L’apparire del bello. Nascita di un’idea
- Autore: Umberto Curi
- Genere: Filosofia e Sociologia
- Categoria: Saggistica
- Casa editrice: Bollati Boringhieri
- Anno di pubblicazione: 2013
Vallo a spiegare ai coatti del body building o alle forzate del botulino che la bellezza c’entra poco con la “forma” ma trattasi di concetto ben più esteso, immateriale, stratificato, intangibile, intorno al quale si sono arrovellati fior fior di pensatori, mica dei Fabrizio Corona qualunque. Ecco qualche esempio riconducibile alla Grecia dei padri nobili della filosofia:
- per la poetessa Saffo bello è tutto ciò che appare come “integro” (e va beh, qui il richiamo alla fisicità ci potrebbe anche stare);
- per Omero è bello ciò che più è “audace”;
- per Erodoto, addirittura, morire prima della propria discendenza è bello o in alternativa ambire a una ‘bella morte’, soprattutto se acquisita in battaglia, combattendo per la Patria.
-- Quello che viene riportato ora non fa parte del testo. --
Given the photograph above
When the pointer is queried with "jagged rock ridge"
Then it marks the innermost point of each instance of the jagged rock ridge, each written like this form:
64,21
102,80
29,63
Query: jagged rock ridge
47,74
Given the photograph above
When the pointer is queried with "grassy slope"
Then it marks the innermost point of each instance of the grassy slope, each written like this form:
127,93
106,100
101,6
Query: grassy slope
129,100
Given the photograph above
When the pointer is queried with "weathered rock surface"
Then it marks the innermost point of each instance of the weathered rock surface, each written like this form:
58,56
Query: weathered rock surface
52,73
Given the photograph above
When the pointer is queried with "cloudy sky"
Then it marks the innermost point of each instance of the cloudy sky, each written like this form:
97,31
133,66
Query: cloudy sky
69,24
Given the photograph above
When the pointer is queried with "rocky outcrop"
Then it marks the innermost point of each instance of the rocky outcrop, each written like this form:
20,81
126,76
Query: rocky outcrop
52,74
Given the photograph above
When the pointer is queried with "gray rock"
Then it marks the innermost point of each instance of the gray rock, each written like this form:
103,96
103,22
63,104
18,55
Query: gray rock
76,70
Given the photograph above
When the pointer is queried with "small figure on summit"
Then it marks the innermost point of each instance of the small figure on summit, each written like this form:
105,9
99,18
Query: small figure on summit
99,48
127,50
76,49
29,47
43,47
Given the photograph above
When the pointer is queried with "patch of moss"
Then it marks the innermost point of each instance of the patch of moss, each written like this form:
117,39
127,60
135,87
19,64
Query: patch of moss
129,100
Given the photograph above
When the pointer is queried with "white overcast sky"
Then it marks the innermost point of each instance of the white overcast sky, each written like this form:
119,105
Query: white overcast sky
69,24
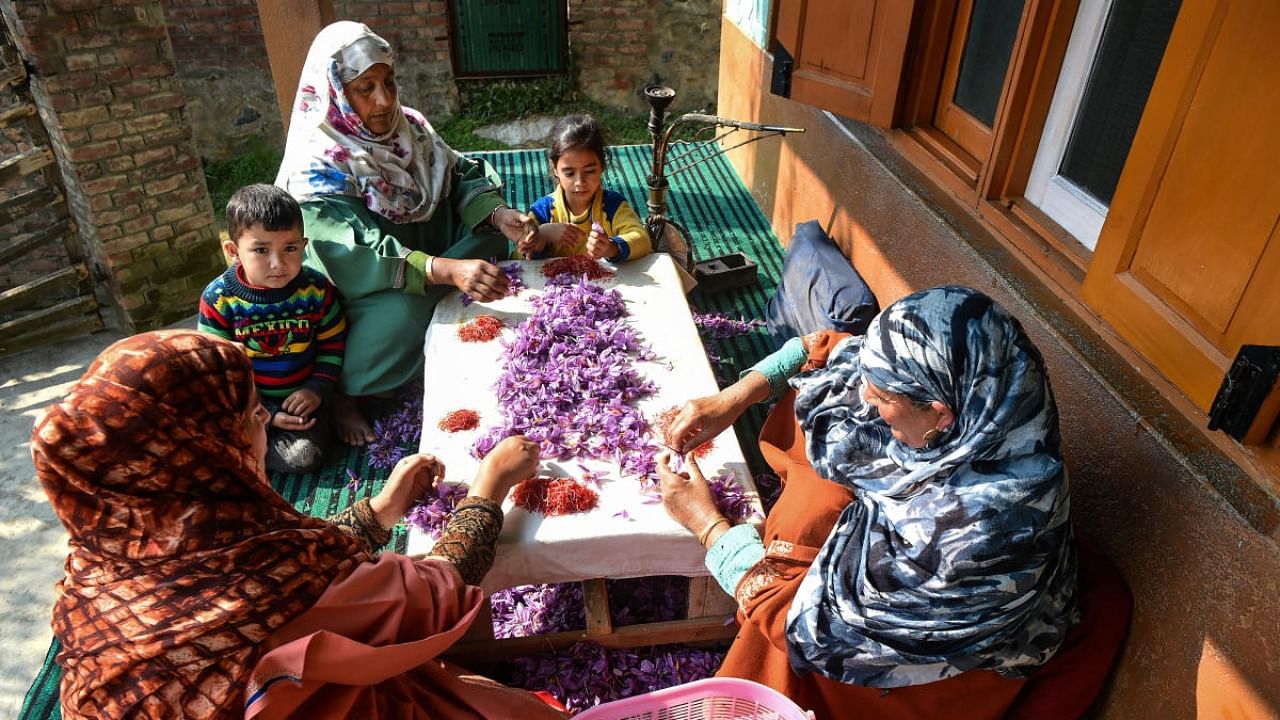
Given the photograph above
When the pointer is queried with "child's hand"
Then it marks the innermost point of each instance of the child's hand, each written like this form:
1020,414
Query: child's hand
531,244
302,402
515,224
288,422
561,236
599,245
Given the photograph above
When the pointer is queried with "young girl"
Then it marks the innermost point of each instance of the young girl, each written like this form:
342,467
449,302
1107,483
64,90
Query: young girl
580,217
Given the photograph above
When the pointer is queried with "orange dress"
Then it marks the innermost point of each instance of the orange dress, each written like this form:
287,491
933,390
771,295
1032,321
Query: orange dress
795,529
370,648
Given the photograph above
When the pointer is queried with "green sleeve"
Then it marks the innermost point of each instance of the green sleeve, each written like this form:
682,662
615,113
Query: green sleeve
734,554
781,365
348,246
476,190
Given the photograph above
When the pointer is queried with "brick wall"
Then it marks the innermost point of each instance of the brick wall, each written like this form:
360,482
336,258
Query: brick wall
104,78
213,32
620,46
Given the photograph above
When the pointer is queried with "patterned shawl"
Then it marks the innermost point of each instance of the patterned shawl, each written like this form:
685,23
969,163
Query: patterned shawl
955,556
401,176
182,557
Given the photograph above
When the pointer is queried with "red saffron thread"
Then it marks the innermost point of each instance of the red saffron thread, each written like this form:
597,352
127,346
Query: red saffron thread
662,424
554,496
460,420
576,265
481,329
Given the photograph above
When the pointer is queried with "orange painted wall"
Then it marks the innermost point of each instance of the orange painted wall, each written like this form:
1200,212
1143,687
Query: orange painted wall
1205,639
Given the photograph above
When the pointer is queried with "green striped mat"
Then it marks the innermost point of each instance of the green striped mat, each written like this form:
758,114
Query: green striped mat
708,199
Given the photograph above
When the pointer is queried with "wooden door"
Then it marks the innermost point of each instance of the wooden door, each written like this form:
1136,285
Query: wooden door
1188,261
848,54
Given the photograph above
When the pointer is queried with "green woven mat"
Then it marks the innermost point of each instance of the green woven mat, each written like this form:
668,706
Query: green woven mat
708,199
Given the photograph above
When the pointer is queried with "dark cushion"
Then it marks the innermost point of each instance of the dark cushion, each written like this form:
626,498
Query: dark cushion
819,290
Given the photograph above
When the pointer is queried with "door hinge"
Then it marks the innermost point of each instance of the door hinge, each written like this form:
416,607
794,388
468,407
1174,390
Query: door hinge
1247,404
784,63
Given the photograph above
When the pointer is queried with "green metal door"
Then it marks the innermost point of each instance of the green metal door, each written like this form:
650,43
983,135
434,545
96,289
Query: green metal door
510,37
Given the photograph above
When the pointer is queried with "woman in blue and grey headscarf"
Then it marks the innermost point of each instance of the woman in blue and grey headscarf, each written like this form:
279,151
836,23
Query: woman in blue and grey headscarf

Con la nozione di bellezza occorre, dunque, andarci piano, intrinseca come sarebbe, ancora per qualcuno, al "Giusto" e al “Vero”, o come per gli idealisti Platone (prima) e Plotino (poi) coincidente con l’intellegibile. Siamo solo l’ombra della luce, possiamo tradurre ulteriormente, nel nostro piccolo, con Franco Battiato.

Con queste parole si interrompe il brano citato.